After a break, Yvonne calls her friend Brandon for some moral support and we get to revisit her bootylicious -- or as she sees it, bootysgusting -- photo from last week. Yvonne tells us that she had a lot of insecurity growing up, particularly around her weight. Now, however, her focus is not the fact that she's plus-sized. Nor is it her donkey booty. Well, then, start doing something good with your face!
The models next head to Universal Studios, where they walk onto the postapocalyptic set of War of the Worlds. Johnny awaits them, along with photographer Ricky Middlesworth, and tells them that today they'll be working their bad sides as zombies. There is dark makeup and scary contact lenses and painted on flesh wounds. And then we get this from Victoria: "I have worn some prosthetics for some independent film work, but nothing this major." I mean, of course. Victoria notes that looking down at your own apparently decaying body is a little alarming, but worth it if it means someone on the Internets might make a complimentary video about you.

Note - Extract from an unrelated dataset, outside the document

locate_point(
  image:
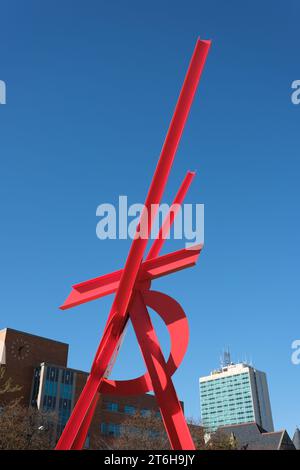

Speaking of Victoria, she's up first. She looks oddly vacant, but not in an effectively zombiefied way. Johnny tells us that she stayed with one thing, and needs to bring diversity to the shoot and keep moving. Next up is Nastasia, who has some Bride of Frankenstein meets a bonfire hair. Johnny and Ricky think that she's a little too pose-y, and remind her to stay tall. One of Nastasia's struggles, according to Johnny, is that she does photograph short, even though she's ostensibly tall enough to be a model. Laura is up next, and even though she's from a small town with only one traffic light, it turns out that it's a small town overrun by zombies and so she does a really great job. Then there's Allyssa. Johnny tells us that she's beautiful and owns her curves, but can't seem to break out of the sexy Brazilian mode, even as a zombie. Hey, zombies have needs too! Basically, instead of looking like she wants to eat your brains, Allyssa looks like she wants to fuck your brains out. Only in this context is that a problem.
Bryanboy is on set to regale the girls with stories about how fans love him, and then it's time for Kristin to shoot. She walks up to Johnny and quite confusingly says that she can't show any emotion on the set. She'll have to show it through her eyes, she adds, since she can't smile and pretend to laugh at Johnny's lame jokes. That was one of the worst attempts at banter I've ever seen. Johnny tells us that Kristin needs to cool it with the bitchy attitude. He doesn't know if it's her shtick or not, but either way he's not into it. Kristin does her boringly pretty thing, and Johnny actually growls in an attempt to get her to growl in turn and show some ferocity. She remains silent and vacant. She tells Johnny that what she thinks is working in terms of being more than just pretty is obviously failing, and it's frustrating. He suggests that she switch things up and give the judges something unexpected. Backstage she continues to whine about it. Kiara once again addresses us to say that Kristin may look like an all-American sweetheart, but she is NOT SWEET. Rather, she is a spoiled brat who does not deserve to be there. I love how Kiara goes directly to the people!